Prados came to be sitting there by winning Louisiana’s seat in the Healthy Lunchtime Challenge, a contest judged by the first lady’s Let’s Move program to fight childhood obesity, Epicurious and the Departments of Education and Agriculture. His recipe, Fish Tacos, is “both healthy and delicious,” Michael Prados said.
He’s been cooking for an audience — readers of his Jr. Food Critic blog — for about four years. The blog started as a quest for Baton Rouge’s perfect potato soup.
“He had a big fondness for potato soup,” Catherine Prados said. “We went around one summer looking for the best potato soup in Baton Rouge. We started writing them down on a dry-erase board.”

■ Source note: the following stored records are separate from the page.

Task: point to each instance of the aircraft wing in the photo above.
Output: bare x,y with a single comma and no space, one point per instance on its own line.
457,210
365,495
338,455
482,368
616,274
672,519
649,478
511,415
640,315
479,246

Then dad, Sean Prados, intervened, saying it was the computer age and it was time for a more tech-savvy method of keeping up. Thus was born Jr. Food Critic, which eventually branched out into restaurant reviews and recipes. Oh, and the winning potato soup? La Madeleine Country French Café.
Michael Prados said the family worked on the recipes to keep them kid-friendly, like removing cutting up vegetables. The Jr. Food Critic potato soup, for instance, uses frozen hashbrowns instead of cubed raw potatoes. And his Fish Tacos use bagged coleslaw to avoid chopping cabbage.
Michael Prados says his and the other children’s healthy recipes were the main topic of conversation at the Kids State Dinner — until they got a surprise visitor. President Barack Obama popped in for a few minutes during the event.
“He came in unannounced,” Prados said. “It was a big shock to everybody.”
The trip also included a visit to the White House garden (it was “huge,” according to Michael Prados), and to the Smithsonian Institute to see the Julia Child exhibit, which featured a recreation of the famous chef’s kitchen.
He says he hasn’t tried any of Child’s recipes yet, but that he understands they’re really good.
Unfortunately, Michael Prados will be too old to tackle another Healthy Lunchtime Challenge, but he says he’ll continue to blog and to support the idea.
“I really hope that they keep doing it,” he said. “I really hope that more kids come up with more cool, healthy recipes.”